For the Chr20 signal, the odds ratio is around .67-68. For Chr21, the odds ratio is around 1.4. The two are in opposite directions (1 has an odds ratio < 1 and the other has an odds ratio > 1) suggesting that exposure/disease is less likely with the chr20 signal (shown by a negative value in the STAT column). Similarly, exposure/disease is more likely with the Chr21 signal (shown by a positive vlaue in the STAT column).
Finally, go on the genome browser and check these regions of associations, making sure to use the hg18 assembly; what genes do you see in these regions and can you give any general interpretation given that we haven't told you what our actual phenotype is?

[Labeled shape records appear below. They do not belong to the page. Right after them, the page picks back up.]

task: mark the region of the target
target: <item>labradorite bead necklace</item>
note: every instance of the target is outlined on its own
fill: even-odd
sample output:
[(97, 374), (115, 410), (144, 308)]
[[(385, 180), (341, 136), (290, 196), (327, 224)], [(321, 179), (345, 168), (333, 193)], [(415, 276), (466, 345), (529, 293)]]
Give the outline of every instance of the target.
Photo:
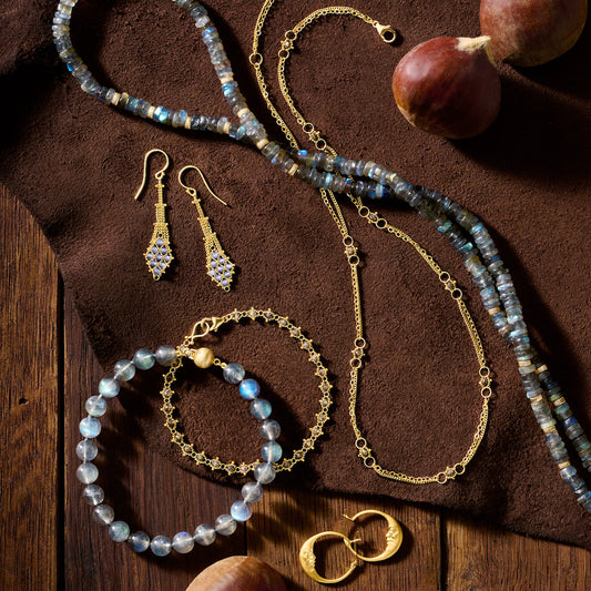
[[(197, 132), (222, 133), (233, 140), (249, 143), (285, 173), (297, 176), (314, 187), (326, 190), (328, 193), (326, 193), (326, 197), (323, 195), (323, 200), (342, 232), (345, 253), (349, 261), (356, 256), (356, 248), (346, 230), (336, 198), (332, 196), (333, 192), (348, 194), (358, 206), (359, 214), (380, 230), (387, 230), (388, 224), (379, 214), (360, 204), (361, 198), (404, 201), (422, 217), (434, 223), (437, 231), (446, 236), (459, 252), (472, 281), (480, 289), (483, 305), (496, 328), (513, 346), (526, 394), (544, 434), (550, 455), (558, 465), (561, 477), (574, 492), (577, 500), (588, 511), (591, 511), (591, 491), (579, 476), (577, 468), (571, 463), (559, 428), (570, 439), (579, 455), (581, 466), (588, 471), (591, 471), (591, 442), (574, 418), (564, 393), (552, 378), (548, 367), (531, 344), (523, 319), (522, 306), (518, 299), (511, 275), (482, 222), (439, 192), (418, 185), (414, 186), (388, 167), (371, 161), (350, 160), (338, 154), (323, 152), (307, 153), (295, 146), (284, 147), (278, 142), (269, 141), (263, 124), (248, 109), (238, 84), (234, 80), (232, 65), (206, 9), (192, 0), (173, 1), (193, 18), (208, 50), (211, 61), (222, 84), (222, 92), (238, 120), (237, 123), (232, 123), (226, 118), (218, 119), (196, 113), (190, 115), (185, 110), (175, 111), (161, 105), (155, 106), (147, 101), (100, 84), (75, 52), (70, 39), (70, 20), (77, 0), (63, 0), (58, 4), (53, 18), (55, 48), (82, 90), (106, 105), (122, 109), (144, 119), (151, 119), (156, 123)], [(263, 31), (263, 24), (272, 4), (273, 0), (267, 0), (264, 3), (255, 28), (249, 61), (255, 68), (257, 77), (262, 77), (261, 64), (263, 62), (257, 50), (258, 37)], [(262, 85), (261, 88), (263, 96), (268, 99), (266, 86)], [(281, 121), (283, 122), (283, 120)], [(282, 125), (282, 129), (288, 130), (287, 125), (285, 128)], [(389, 230), (387, 231), (389, 232)], [(357, 319), (361, 312), (357, 297), (355, 307)], [(365, 346), (364, 339), (357, 340), (359, 340), (359, 345)], [(360, 366), (364, 347), (357, 348), (361, 348), (361, 355), (355, 364)], [(351, 373), (349, 388), (349, 391), (355, 393), (355, 396), (357, 391), (356, 376), (355, 374), (354, 378)], [(359, 449), (359, 454), (363, 448)]]
[(109, 537), (115, 542), (124, 542), (135, 552), (144, 552), (149, 548), (157, 557), (165, 557), (175, 550), (181, 554), (186, 554), (193, 550), (195, 543), (200, 546), (212, 544), (216, 537), (231, 536), (236, 531), (237, 523), (247, 521), (253, 514), (252, 505), (263, 498), (262, 485), (268, 485), (275, 479), (275, 467), (273, 462), (282, 457), (282, 447), (276, 441), (281, 434), (279, 424), (271, 418), (271, 404), (259, 397), (261, 387), (255, 379), (247, 378), (242, 365), (222, 364), (214, 357), (211, 349), (202, 347), (193, 351), (193, 360), (201, 368), (212, 365), (223, 366), (223, 376), (230, 384), (238, 386), (240, 395), (251, 403), (251, 415), (259, 421), (259, 435), (265, 440), (261, 448), (263, 461), (257, 461), (254, 468), (254, 480), (246, 482), (242, 487), (242, 499), (234, 502), (230, 513), (221, 514), (213, 526), (202, 523), (197, 526), (194, 533), (180, 531), (172, 540), (166, 536), (155, 536), (151, 538), (144, 531), (131, 532), (130, 526), (125, 521), (116, 521), (115, 513), (111, 506), (104, 503), (104, 491), (95, 485), (99, 478), (99, 469), (92, 460), (99, 455), (96, 438), (101, 432), (101, 421), (99, 420), (106, 412), (108, 400), (118, 396), (120, 384), (128, 381), (135, 376), (136, 369), (149, 370), (157, 361), (163, 366), (174, 366), (177, 364), (181, 351), (171, 346), (162, 346), (152, 353), (149, 349), (139, 349), (132, 360), (123, 359), (114, 366), (113, 377), (103, 378), (99, 383), (98, 396), (91, 396), (85, 404), (88, 416), (80, 421), (80, 432), (84, 439), (77, 446), (77, 456), (82, 460), (78, 467), (77, 478), (85, 485), (82, 498), (93, 507), (92, 519), (109, 528)]

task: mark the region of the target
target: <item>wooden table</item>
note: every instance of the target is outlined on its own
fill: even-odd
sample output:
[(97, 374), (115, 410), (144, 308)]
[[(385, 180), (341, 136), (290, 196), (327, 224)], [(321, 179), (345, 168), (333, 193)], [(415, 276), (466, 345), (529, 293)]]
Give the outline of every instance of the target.
[[(207, 564), (246, 553), (282, 572), (289, 589), (319, 589), (299, 569), (300, 544), (319, 531), (343, 529), (343, 513), (368, 508), (403, 523), (403, 548), (387, 562), (358, 569), (338, 589), (591, 589), (591, 560), (584, 550), (386, 498), (272, 488), (246, 528), (225, 543), (156, 559), (112, 542), (91, 521), (74, 475), (78, 424), (102, 371), (41, 232), (6, 191), (0, 210), (0, 589), (182, 591)], [(115, 512), (145, 523), (149, 531), (174, 533), (196, 526), (198, 519), (227, 511), (236, 498), (236, 489), (196, 478), (146, 449), (133, 417), (124, 412), (103, 427), (104, 439), (109, 469), (101, 475), (106, 476)], [(367, 553), (384, 546), (383, 520), (370, 520), (360, 530)], [(320, 546), (318, 556), (318, 569), (328, 577), (350, 562), (340, 544)]]

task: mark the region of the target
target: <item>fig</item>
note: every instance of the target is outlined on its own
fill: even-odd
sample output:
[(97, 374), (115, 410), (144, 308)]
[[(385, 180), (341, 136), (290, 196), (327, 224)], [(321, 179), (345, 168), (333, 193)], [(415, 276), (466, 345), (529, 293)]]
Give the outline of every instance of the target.
[(454, 140), (478, 135), (501, 103), (490, 38), (438, 37), (420, 43), (396, 67), (393, 91), (416, 128)]
[(251, 557), (228, 557), (202, 571), (186, 591), (287, 591), (281, 574)]
[(481, 0), (480, 28), (495, 57), (539, 65), (574, 45), (587, 20), (587, 0)]

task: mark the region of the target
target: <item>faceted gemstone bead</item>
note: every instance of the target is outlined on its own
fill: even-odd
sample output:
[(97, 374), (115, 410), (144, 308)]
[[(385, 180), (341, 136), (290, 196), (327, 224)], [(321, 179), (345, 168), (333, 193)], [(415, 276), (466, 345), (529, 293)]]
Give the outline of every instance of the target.
[(162, 345), (155, 353), (156, 361), (164, 367), (167, 367), (176, 359), (176, 349), (170, 345)]
[(282, 432), (281, 425), (275, 419), (266, 419), (258, 428), (261, 437), (268, 439), (269, 441), (278, 439)]
[(215, 520), (215, 531), (222, 536), (232, 536), (237, 527), (236, 520), (227, 513), (220, 516)]
[(82, 491), (82, 498), (93, 507), (104, 501), (104, 490), (98, 485), (89, 485)]
[(150, 542), (150, 548), (156, 557), (166, 557), (171, 553), (172, 543), (166, 536), (156, 536)]
[(92, 519), (101, 526), (109, 526), (115, 519), (115, 512), (109, 505), (99, 505), (92, 511)]
[(245, 501), (236, 501), (233, 503), (230, 508), (230, 512), (236, 521), (247, 521), (253, 514), (251, 506)]
[(201, 546), (210, 546), (215, 541), (215, 529), (207, 523), (202, 523), (195, 529), (193, 538)]
[(128, 538), (128, 544), (134, 552), (145, 552), (150, 548), (150, 536), (145, 531), (136, 531)]
[[(244, 384), (244, 383), (243, 383)], [(271, 415), (271, 403), (264, 398), (257, 398), (251, 403), (251, 415), (255, 419), (266, 419)]]
[(85, 409), (91, 417), (102, 417), (106, 412), (106, 400), (100, 396), (91, 396), (86, 400)]
[(275, 480), (275, 467), (273, 463), (258, 463), (254, 469), (254, 477), (257, 482), (268, 485)]
[(82, 461), (92, 461), (99, 454), (99, 448), (92, 439), (83, 439), (75, 447), (75, 455)]
[(99, 394), (104, 398), (113, 398), (119, 394), (119, 381), (114, 378), (103, 378), (99, 381)]
[(276, 441), (268, 441), (261, 448), (261, 455), (265, 461), (278, 461), (283, 456), (283, 449)]
[(224, 367), (223, 374), (224, 379), (230, 384), (240, 384), (244, 379), (246, 371), (241, 364), (227, 364)]
[(130, 527), (125, 521), (113, 521), (109, 526), (109, 537), (115, 542), (124, 542), (130, 537)]
[(113, 374), (119, 381), (128, 381), (135, 376), (135, 366), (128, 359), (121, 359), (115, 364)]
[(133, 355), (133, 365), (137, 369), (151, 369), (155, 363), (156, 358), (150, 349), (139, 349)]
[(263, 487), (258, 482), (246, 482), (242, 487), (242, 498), (246, 502), (258, 502), (263, 498)]
[(75, 477), (83, 483), (90, 485), (99, 478), (99, 468), (94, 463), (84, 462), (81, 463), (77, 471)]
[(180, 554), (186, 554), (187, 552), (191, 552), (194, 546), (195, 546), (195, 540), (193, 540), (193, 536), (191, 536), (191, 533), (188, 533), (187, 531), (180, 531), (172, 539), (172, 547)]
[(256, 379), (244, 379), (238, 389), (245, 400), (254, 400), (261, 393), (261, 386)]
[(80, 434), (82, 437), (96, 437), (101, 432), (101, 424), (92, 417), (84, 417), (80, 421)]

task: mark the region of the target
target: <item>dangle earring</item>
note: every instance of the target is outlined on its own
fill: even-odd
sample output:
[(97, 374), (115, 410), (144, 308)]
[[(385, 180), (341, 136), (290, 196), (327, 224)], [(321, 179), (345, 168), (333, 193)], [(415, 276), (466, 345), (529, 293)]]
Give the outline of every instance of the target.
[(172, 255), (172, 249), (169, 241), (169, 224), (166, 223), (166, 216), (164, 210), (166, 204), (164, 203), (164, 185), (162, 180), (164, 179), (164, 173), (170, 165), (169, 154), (162, 150), (150, 150), (144, 156), (144, 176), (142, 180), (142, 185), (135, 193), (135, 200), (140, 198), (140, 195), (145, 186), (146, 175), (147, 175), (147, 159), (154, 152), (161, 153), (166, 159), (166, 164), (154, 175), (156, 177), (156, 190), (159, 194), (159, 200), (156, 202), (156, 221), (154, 222), (154, 232), (152, 233), (152, 240), (147, 246), (147, 251), (144, 254), (147, 268), (152, 274), (154, 281), (159, 281), (164, 272), (170, 267), (174, 256)]
[(201, 230), (203, 231), (203, 241), (205, 242), (205, 267), (207, 269), (207, 275), (212, 278), (212, 281), (220, 286), (224, 292), (230, 292), (230, 285), (232, 283), (232, 277), (234, 275), (234, 263), (230, 261), (226, 253), (224, 253), (224, 249), (222, 248), (222, 245), (220, 244), (220, 241), (217, 240), (217, 236), (215, 232), (212, 230), (212, 226), (210, 225), (210, 218), (205, 215), (203, 212), (203, 207), (201, 206), (201, 201), (197, 197), (197, 191), (191, 186), (187, 186), (183, 183), (183, 173), (188, 170), (195, 170), (200, 173), (201, 180), (203, 181), (203, 184), (205, 185), (205, 188), (221, 203), (223, 203), (226, 207), (228, 206), (225, 201), (222, 201), (211, 188), (211, 186), (207, 184), (207, 181), (205, 180), (205, 176), (203, 172), (201, 172), (201, 169), (197, 169), (197, 166), (185, 166), (180, 173), (179, 173), (179, 183), (181, 186), (193, 197), (193, 203), (195, 204), (195, 207), (198, 212), (197, 221), (201, 224)]

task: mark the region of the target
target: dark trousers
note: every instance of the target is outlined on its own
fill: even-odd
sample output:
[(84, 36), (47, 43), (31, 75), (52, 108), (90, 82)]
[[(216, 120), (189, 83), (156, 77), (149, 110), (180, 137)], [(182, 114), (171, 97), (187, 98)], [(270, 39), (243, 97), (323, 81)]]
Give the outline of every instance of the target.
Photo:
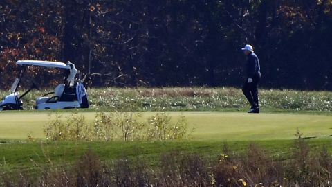
[(250, 83), (248, 82), (247, 78), (242, 88), (242, 92), (250, 103), (252, 108), (259, 107), (258, 101), (258, 83), (259, 80), (261, 80), (260, 75), (255, 75)]

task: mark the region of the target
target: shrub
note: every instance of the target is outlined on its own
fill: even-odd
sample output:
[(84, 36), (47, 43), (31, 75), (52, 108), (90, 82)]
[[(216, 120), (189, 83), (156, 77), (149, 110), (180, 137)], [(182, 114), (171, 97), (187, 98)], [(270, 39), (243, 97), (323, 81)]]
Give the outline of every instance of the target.
[[(187, 137), (187, 123), (181, 116), (174, 123), (165, 113), (157, 113), (140, 122), (141, 115), (135, 112), (98, 112), (93, 123), (85, 121), (76, 110), (63, 120), (57, 112), (48, 114), (44, 126), (49, 141), (175, 140)], [(30, 136), (29, 136), (30, 137)]]
[(44, 126), (46, 139), (50, 141), (91, 140), (91, 127), (86, 125), (84, 116), (75, 110), (64, 121), (62, 116), (55, 113), (48, 114), (48, 123)]
[(169, 140), (184, 139), (187, 133), (187, 123), (181, 116), (176, 123), (165, 112), (157, 113), (147, 119), (147, 139)]

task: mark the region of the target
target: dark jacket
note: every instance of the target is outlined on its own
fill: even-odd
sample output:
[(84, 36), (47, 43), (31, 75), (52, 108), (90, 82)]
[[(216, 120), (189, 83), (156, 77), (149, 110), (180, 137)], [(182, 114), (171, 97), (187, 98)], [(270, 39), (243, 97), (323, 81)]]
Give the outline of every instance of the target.
[(259, 60), (256, 54), (250, 53), (247, 56), (246, 64), (247, 78), (253, 78), (255, 76), (261, 76), (261, 66)]

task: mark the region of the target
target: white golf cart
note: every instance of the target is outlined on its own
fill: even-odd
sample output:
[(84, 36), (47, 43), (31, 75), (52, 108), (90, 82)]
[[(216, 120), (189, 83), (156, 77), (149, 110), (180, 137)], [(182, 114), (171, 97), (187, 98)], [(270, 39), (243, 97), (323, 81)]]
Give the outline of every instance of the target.
[[(84, 86), (84, 80), (81, 80), (80, 73), (79, 78), (75, 79), (77, 70), (75, 65), (71, 62), (39, 61), (39, 60), (19, 60), (16, 64), (20, 69), (19, 74), (12, 85), (11, 93), (4, 97), (0, 103), (0, 110), (20, 110), (23, 109), (22, 98), (24, 97), (33, 89), (38, 87), (33, 81), (30, 89), (24, 92), (21, 96), (19, 95), (17, 89), (24, 77), (27, 69), (30, 66), (44, 66), (46, 68), (59, 68), (66, 70), (66, 77), (64, 84), (59, 84), (55, 91), (44, 94), (36, 99), (36, 109), (73, 109), (88, 108), (89, 103)], [(85, 78), (84, 78), (85, 79)], [(54, 94), (52, 96), (48, 96)]]

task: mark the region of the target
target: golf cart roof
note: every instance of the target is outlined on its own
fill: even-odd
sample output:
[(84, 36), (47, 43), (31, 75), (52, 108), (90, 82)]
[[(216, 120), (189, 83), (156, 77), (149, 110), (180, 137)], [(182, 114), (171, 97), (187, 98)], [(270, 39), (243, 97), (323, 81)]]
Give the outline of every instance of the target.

For Chr20 signal, the primary gene in the region is ACTR5, a protein-coding gene involved in involved in transcriptional regulation, DNA replication and probably DNA repair. For the Chr21 signal, the primary gene seems to be the cluster host gene MIR99AHG, which encodes a long non-coding RNA. Based on the above characterizations, the variant for the lncRNA on Chr21 seems to implicated in some kind of loss of function mutation that negatively affects normal cell function.
Now you can give these results to your PI, who will surely be impressed with your knowledge of the somewhat esoteric art of running PLINK commands!